The SOI is a measure of the strength of the atmospheric pressure difference between Tahiti and Darwin, Australia. The SOI is calculated as the difference between the normalized monthly mean sea level pressure at Tahiti and Darwin. Positive SOI values indicate a stronger-than-average pressure gradient, which leads to easterly winds and increased rainfall in the western Pacific (Fang et al., 2021). Negative SOI values indicate a weaker-than-average pressure gradient, which leads to weaker easterly winds and decreased rainfall in the western Pacific. The SOI is a critical component of the El Niño-Southern Oscillation (ENSO) phenomenon, which is the most influential driver of interannual variability of precipitation in many regions, including Australia, Indonesia, and parts of South America. During El Niño, the warm ocean waters shift from the Western Pacific to the Eastern Pacific, leading to a reduction in rainfall in the western Pacific and increased rainfall in the eastern Pacific. The opposite is true during La Niña, when the warm ocean waters are concentrated in the Western Pacific, leading to increased rainfall in the western Pacific and reduced rainfall in the eastern Pacific. Several studies have shown that the SOI is a critical driver of precipitation variability in various regions worldwide (Nashwan et al., 2019). For example, the SOI has been found to influence precipitation patterns in Australia, Indonesia, and South America. The SOI has also been found to be a significant driver of drought and flood events in these regions.
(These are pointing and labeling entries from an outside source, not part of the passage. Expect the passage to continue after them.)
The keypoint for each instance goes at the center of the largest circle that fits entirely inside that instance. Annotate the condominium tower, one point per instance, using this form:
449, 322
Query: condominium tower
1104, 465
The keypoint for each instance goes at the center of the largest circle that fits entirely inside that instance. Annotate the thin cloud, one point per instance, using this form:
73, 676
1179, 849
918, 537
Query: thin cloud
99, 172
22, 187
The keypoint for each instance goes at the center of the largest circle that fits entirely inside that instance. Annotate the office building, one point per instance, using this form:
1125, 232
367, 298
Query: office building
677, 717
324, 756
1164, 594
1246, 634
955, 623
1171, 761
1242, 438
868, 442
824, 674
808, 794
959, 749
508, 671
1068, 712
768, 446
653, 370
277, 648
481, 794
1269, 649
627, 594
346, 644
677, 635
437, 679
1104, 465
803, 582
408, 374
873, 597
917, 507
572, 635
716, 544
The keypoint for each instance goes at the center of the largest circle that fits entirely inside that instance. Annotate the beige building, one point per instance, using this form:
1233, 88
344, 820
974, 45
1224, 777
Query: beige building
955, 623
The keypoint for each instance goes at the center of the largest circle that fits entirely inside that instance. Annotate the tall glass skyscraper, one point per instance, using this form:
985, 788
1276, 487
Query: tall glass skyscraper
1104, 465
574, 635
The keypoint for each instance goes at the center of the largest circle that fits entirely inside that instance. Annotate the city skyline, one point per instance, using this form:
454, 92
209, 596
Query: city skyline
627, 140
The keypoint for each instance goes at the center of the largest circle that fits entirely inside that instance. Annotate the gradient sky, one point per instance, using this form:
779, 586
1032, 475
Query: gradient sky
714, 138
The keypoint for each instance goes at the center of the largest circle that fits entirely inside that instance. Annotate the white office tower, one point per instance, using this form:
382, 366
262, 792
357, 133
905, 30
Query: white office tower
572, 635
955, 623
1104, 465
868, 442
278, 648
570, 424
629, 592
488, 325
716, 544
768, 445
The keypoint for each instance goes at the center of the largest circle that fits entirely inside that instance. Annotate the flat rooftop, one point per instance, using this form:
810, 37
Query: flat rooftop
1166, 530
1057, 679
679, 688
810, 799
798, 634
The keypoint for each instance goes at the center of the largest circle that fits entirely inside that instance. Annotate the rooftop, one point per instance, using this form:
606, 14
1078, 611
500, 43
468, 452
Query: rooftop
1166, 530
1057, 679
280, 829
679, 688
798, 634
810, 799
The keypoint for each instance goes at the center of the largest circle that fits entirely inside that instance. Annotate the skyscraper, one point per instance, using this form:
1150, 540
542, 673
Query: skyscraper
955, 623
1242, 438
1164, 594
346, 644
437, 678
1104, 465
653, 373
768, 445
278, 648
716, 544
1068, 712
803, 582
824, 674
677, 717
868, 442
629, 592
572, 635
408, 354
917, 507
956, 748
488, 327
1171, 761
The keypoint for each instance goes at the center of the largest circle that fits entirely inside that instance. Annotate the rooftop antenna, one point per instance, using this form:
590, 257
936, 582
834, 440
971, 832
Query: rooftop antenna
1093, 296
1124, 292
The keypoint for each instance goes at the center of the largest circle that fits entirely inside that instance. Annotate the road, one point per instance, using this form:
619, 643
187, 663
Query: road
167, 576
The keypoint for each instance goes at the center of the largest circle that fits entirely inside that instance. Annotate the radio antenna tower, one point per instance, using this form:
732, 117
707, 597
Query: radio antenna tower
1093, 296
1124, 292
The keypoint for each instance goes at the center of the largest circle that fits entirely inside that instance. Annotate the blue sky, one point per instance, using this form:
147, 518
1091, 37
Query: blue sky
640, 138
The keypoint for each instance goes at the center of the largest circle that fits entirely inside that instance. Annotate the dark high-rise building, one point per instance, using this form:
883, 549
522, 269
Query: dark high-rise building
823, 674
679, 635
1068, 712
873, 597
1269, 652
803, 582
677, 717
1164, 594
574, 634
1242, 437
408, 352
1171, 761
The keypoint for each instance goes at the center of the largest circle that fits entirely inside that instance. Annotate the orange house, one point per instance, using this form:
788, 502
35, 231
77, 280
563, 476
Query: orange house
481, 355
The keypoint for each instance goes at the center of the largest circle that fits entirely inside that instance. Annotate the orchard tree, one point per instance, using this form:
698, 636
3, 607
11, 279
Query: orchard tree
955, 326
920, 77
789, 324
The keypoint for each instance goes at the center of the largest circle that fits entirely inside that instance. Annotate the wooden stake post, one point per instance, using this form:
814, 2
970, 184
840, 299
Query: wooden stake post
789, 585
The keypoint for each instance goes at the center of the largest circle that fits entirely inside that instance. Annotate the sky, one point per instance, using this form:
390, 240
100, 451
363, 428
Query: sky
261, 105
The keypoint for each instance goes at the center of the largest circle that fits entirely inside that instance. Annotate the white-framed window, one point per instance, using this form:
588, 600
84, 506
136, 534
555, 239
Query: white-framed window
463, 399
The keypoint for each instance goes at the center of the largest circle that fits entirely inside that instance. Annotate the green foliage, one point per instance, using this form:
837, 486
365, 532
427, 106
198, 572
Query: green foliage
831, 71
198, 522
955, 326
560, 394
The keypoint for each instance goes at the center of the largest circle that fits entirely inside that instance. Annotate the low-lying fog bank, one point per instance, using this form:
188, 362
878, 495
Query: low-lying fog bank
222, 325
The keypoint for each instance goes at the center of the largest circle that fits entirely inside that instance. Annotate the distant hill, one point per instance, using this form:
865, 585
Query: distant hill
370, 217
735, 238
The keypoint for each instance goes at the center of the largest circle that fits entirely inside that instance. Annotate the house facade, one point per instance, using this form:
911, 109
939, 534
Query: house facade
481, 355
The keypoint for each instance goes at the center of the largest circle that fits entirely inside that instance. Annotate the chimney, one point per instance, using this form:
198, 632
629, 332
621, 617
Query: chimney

Sunspots are dark regions on the surface of the sun that are associated with increased magnetic activity. Sunspots appear and disappear over an 11-year cycle, which is known as the sunspot cycle. The number of sunspots observed on the sun’s surface varies during the sunspot cycle, with the peak number of sunspots occurring every 11 years. The sunspot cycle is also associated with variations in solar radiation, which can influence the earth’s climate. The relationship between sunspots and precipitation patterns has been the subject of several studies. A study conducted found that the sunspot cycle is a significant driver of precipitation variability in China (Wang et al., 2020). The study found that precipitation was positively correlated with sunspot numbers during the rising phase of the sunspot cycle and negatively correlated during the declining phase of the cycle. Another study found that sunspot numbers were a significant driver of precipitation variability in Taiwan (Pan et al., 2020; Shmelev et al., 2021). The study found that sunspot numbers were positively correlated with precipitation during the winter months and negatively correlated during the summer months. The study also found that sunspot numbers were positively correlated with typhoon activity in the region.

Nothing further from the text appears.